Selic alta por mais tempo favorece FIDCs no crédito privado, dizem gestores

Selic alta por mais tempo favorece FIDCs no crédito privado, dizem gestores

A combinação de Selic elevada, spreads comprimidos e aumento dos riscos corporativos está mudando a forma como gestores e investidores olham para o mercado de crédito privado. Em um cenário em que o Banco Central reduziu a taxa básica para 14,25% ao ano, mas sinalizou cautela para os próximos passos, enquanto o mercado já projeta juros de 14% em 2026, ante os 13,75% anteriormente previstos, a busca por retorno deixou de ser suficiente. Agora, a palavra de ordem é proteção.

E nesse contexto um ativo tradicionalmente mais restrito aos investidores profissionais passou a ganhar protagonismo: os Fundos de Investimento em Direitos Creditórios (FIDCs).

De acordo com gestores e especialistas, essas estruturas vêm oferecendo uma "combinação rara" no atual ciclo ao ofertar rentabilidade superior à das debêntures de alta qualidade e mecanismos de proteção capazes de reduzir o impacto de eventuais deteriorações de crédito.

A mudança de preferência acontece em um momento em que o mercado de capitais tenta se manter resiliente.
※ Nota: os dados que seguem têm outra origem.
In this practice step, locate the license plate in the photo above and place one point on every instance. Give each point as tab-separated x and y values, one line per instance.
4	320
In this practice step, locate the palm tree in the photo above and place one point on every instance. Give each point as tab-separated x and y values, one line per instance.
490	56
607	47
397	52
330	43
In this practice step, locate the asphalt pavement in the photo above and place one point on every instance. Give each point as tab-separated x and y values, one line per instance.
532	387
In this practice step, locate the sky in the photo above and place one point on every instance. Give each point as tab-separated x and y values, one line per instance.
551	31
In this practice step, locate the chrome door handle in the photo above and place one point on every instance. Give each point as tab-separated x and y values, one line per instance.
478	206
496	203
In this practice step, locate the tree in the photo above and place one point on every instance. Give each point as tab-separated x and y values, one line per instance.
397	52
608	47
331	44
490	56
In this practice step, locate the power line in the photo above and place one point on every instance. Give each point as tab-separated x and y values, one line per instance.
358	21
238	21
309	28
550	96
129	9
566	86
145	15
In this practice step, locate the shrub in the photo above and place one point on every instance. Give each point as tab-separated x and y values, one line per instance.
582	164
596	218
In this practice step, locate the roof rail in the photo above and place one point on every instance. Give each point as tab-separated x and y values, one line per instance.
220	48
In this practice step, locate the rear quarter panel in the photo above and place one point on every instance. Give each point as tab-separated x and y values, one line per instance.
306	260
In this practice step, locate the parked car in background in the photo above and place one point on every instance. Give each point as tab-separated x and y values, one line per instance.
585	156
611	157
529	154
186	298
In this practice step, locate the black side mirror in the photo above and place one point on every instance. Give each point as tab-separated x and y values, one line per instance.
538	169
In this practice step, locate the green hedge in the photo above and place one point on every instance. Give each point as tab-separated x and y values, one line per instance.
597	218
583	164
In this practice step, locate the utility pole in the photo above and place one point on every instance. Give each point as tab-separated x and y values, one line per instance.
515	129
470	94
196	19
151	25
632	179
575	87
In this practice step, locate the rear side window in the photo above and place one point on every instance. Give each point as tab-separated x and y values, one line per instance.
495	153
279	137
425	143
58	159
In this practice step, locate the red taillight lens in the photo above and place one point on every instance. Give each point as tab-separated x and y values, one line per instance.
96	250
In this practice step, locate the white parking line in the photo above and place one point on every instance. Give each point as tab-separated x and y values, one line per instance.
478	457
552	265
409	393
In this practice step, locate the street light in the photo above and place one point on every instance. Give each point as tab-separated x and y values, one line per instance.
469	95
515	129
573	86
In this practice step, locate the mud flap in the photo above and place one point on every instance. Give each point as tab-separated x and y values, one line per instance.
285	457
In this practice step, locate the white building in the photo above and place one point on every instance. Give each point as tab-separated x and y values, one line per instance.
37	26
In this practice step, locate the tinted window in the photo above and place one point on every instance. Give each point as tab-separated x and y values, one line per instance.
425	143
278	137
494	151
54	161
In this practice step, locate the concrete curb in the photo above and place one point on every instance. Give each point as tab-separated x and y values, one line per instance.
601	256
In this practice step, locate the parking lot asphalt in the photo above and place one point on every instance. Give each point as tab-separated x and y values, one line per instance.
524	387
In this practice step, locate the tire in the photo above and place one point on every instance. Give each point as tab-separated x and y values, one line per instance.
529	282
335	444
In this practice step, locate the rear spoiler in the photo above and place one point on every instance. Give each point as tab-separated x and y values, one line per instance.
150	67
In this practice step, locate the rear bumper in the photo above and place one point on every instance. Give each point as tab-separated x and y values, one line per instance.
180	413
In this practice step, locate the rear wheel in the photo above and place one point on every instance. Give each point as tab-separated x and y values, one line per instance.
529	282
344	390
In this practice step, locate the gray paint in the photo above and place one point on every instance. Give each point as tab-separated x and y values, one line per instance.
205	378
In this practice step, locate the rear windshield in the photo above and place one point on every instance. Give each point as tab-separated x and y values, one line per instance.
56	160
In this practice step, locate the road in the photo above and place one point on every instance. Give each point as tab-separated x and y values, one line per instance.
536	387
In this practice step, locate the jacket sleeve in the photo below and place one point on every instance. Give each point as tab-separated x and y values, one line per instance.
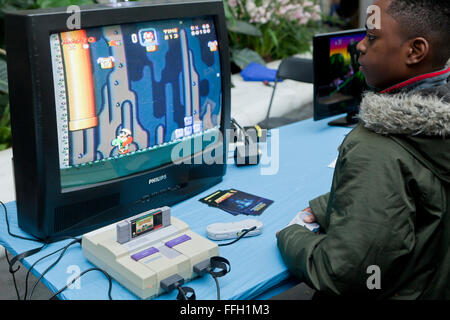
319	209
369	225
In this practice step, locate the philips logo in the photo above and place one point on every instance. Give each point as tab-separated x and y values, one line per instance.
157	179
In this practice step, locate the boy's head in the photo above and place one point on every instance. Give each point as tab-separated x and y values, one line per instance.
414	39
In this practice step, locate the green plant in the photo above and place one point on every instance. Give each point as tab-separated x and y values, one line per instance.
270	29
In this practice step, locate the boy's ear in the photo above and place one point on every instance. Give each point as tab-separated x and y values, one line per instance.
418	49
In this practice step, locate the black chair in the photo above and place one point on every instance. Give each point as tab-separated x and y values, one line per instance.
293	68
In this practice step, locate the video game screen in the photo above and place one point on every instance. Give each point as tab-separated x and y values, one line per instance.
127	94
340	83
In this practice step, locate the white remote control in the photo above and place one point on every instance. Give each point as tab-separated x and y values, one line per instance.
232	230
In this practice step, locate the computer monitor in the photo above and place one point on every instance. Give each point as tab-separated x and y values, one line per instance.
126	113
338	82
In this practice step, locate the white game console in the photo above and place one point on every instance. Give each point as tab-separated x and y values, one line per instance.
153	246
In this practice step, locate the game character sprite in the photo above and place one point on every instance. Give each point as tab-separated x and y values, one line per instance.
123	141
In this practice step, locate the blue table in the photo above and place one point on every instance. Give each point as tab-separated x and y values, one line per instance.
257	271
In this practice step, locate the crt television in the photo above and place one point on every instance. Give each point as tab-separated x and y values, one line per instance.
338	82
126	113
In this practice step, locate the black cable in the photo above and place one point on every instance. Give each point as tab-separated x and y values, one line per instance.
9	231
217	287
80	275
244	232
40	259
181	291
53	264
14	277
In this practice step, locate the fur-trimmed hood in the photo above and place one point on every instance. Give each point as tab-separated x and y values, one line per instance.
418	120
423	112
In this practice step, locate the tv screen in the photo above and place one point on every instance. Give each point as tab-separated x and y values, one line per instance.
338	82
127	94
125	113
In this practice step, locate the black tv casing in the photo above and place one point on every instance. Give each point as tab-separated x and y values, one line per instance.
44	209
320	43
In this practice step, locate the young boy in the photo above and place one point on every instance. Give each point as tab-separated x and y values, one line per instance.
386	221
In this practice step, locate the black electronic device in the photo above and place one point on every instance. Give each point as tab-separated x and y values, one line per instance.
116	117
338	82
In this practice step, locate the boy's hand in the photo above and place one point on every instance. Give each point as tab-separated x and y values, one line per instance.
308	219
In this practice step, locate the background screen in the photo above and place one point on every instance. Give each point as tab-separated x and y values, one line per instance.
340	83
127	94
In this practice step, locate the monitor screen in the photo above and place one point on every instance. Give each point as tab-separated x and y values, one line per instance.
338	81
127	94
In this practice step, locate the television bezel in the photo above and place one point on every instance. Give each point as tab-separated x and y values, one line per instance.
39	195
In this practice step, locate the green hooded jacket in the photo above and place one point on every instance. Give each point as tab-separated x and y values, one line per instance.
388	209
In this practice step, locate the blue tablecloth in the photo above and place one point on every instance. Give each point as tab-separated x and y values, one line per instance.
305	150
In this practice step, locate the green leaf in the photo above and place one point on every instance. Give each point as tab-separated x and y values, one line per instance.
3	76
5	119
243	27
243	57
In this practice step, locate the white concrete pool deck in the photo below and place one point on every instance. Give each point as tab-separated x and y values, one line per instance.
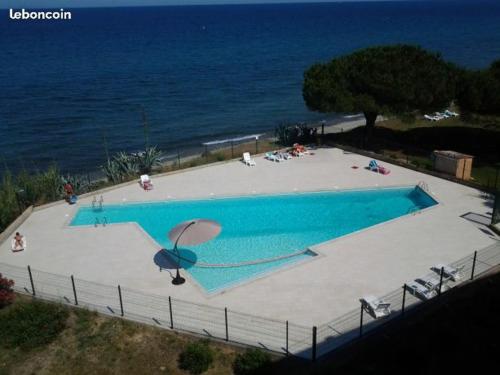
374	261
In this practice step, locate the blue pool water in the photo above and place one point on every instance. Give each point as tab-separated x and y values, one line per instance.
259	228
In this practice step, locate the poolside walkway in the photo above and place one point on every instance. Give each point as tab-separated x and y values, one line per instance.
374	261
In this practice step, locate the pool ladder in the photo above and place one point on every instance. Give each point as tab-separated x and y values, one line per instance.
423	185
104	222
413	210
97	204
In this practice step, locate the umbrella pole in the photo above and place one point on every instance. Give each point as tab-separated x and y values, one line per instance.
178	279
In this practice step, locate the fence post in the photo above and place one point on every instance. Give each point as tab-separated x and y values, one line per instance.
361	321
227	331
315	330
404	300
473	266
171	316
440	281
286	345
121	301
74	289
31	281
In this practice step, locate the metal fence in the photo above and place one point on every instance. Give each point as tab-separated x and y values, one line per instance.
165	312
224	324
495	218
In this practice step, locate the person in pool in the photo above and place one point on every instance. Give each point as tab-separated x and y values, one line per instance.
19	241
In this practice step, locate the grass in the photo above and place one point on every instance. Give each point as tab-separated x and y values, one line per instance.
455	333
93	344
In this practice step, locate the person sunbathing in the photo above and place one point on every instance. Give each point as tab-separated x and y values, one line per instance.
19	243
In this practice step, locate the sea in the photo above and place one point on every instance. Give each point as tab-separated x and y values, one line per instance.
73	92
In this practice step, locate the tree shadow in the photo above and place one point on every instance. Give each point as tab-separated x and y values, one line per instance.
479	142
Dados da Associação Brasileira das Entidades dos Mercados Financeiro e de Capitais (Anbima) mostram que as ofertas acumuladas somaram R$ 283 bilhões no ano até maio. Apenas naquele mês, foram R$ 47 bilhões em emissões, dos quais R$ 39,9 bilhões vieram da renda fixa.

As debêntures continuaram liderando as captações, com R$ 26,6 bilhões emitidos, seguidas pelos FIDCs, que movimentaram R$ 5,3 bilhões.

Entre os instrumentos de securitização, os Certificados de Recebíveis Imobiliários (CRIs) registraram captações de R$ 2,9 bi, enquanto os Certificados de Recebíveis do Agronegócio (CRAs) alcançaram R$ 1,4 bi em maio. Mas o crescimento do mercado esconde uma mudança importante na percepção de risco.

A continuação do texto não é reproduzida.